Itulah Mirna. Gadis yang sangat optimis. Walau hanya lulusan SMK, dia yakin dengan kemampuannya. Masalah pembukuan dia kuasai. Nilai 9 untuk Akuntansi Biaya. Selain itu, dia yakin, kemampuan mengelola waktu, kontrol emosi yang bagus, sifat ramahnya dan cara bersosialisasinya.
Serta tekad bulatnya untuk membahagiakan ibunya menjadi senjata andalannya. Selain itu, cara memghadapi orang sudah terlatih saat PKL, di sebuah bank. Cara berbicara di depat umum dan berorganisasi sudah dia kuasai sejak menjadi ketua OSIS.
Itu modalnya. Dia teringat suatu saat waktu PKL di sebuah bank. Ucapan seorang karyawan bagian personalia.
"Sebenarnya, perusahaan-perusahaan itu juga susah mencari calon karyawan. Walau banyak pelamar, belum tentu ada yang memenuhi syarat"
"Syaratnya apa, Bu?" tanya Mirna.
"Yang pertama, tidak harus pintar-pintar amat, harus punya sifat kemauan belajar, kepribadian good, murah senyum dan pintar bersosialisasi, kontrol emosi yang baik dan di percaya"
Itu saja. Sebenarnya gampang. Namun, itu tidak dimiliki calon karyawan. Itulah yang selalu di pegang Mirna. Sebagai senjata untuk menaklukkan persaingan di kota. Karena itu semua dipunyai Mirna. Bahkan dia termasuk anak pintar di sekolah.
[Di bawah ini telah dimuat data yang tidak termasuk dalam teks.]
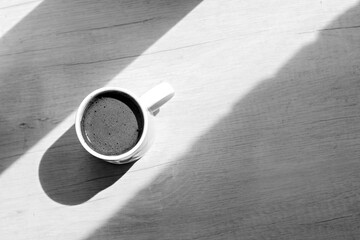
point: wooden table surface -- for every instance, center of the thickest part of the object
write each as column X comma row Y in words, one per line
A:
column 261, row 141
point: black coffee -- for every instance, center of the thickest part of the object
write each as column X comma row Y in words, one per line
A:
column 112, row 123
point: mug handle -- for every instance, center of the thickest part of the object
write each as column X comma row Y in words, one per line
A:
column 157, row 96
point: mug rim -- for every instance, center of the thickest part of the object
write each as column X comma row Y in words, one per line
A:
column 79, row 115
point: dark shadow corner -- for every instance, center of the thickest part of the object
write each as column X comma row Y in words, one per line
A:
column 69, row 175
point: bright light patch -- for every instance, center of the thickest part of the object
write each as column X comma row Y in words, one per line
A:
column 12, row 12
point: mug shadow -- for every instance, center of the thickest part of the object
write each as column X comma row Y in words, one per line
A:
column 61, row 51
column 282, row 165
column 70, row 175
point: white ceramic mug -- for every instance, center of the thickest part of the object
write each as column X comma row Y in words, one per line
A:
column 149, row 103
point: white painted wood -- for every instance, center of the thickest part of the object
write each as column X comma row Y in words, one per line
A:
column 261, row 140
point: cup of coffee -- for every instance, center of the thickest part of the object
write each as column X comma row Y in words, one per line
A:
column 115, row 125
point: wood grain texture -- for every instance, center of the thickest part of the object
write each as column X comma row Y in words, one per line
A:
column 261, row 141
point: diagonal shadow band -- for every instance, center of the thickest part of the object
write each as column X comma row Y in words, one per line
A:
column 282, row 165
column 64, row 49
column 69, row 175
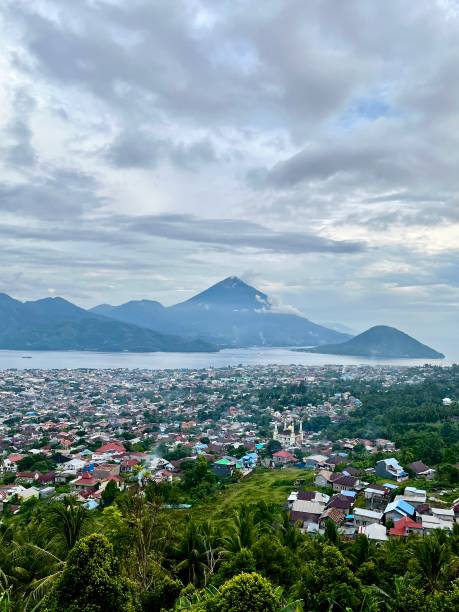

Empat puluh empat hari sudah Mirna menunggu. Belum juga ada kabar. Dia mulai gusar, gelisah dan tak tenang. Dan ini adalah malam ke-44. Apakah malam ini juga sama dengan malam-malam sebelumnya?
Namun, Mirna yakin sekali, malam ini ada berita bagus buat dia. Karena firasatnya agak berbeda sejak pagi tadi. Ini adalah pertanda.
Tidak seperti biasanya, paman pulang agak sorean. Pukul 17:15 Wib. Biasanya paman pulang pukul 18:30 an. Mungkin inilah saatnya. Pasti ada berita baik dari paman.
Sesaat waktu paman masuk ke rumah, tatapan paman agak berbeda dari sebelumnya. Tatapan paman seakan mau menyampaikan sesuatu. Namun, ada empati terlihat sesaat dari gestur wajah paman.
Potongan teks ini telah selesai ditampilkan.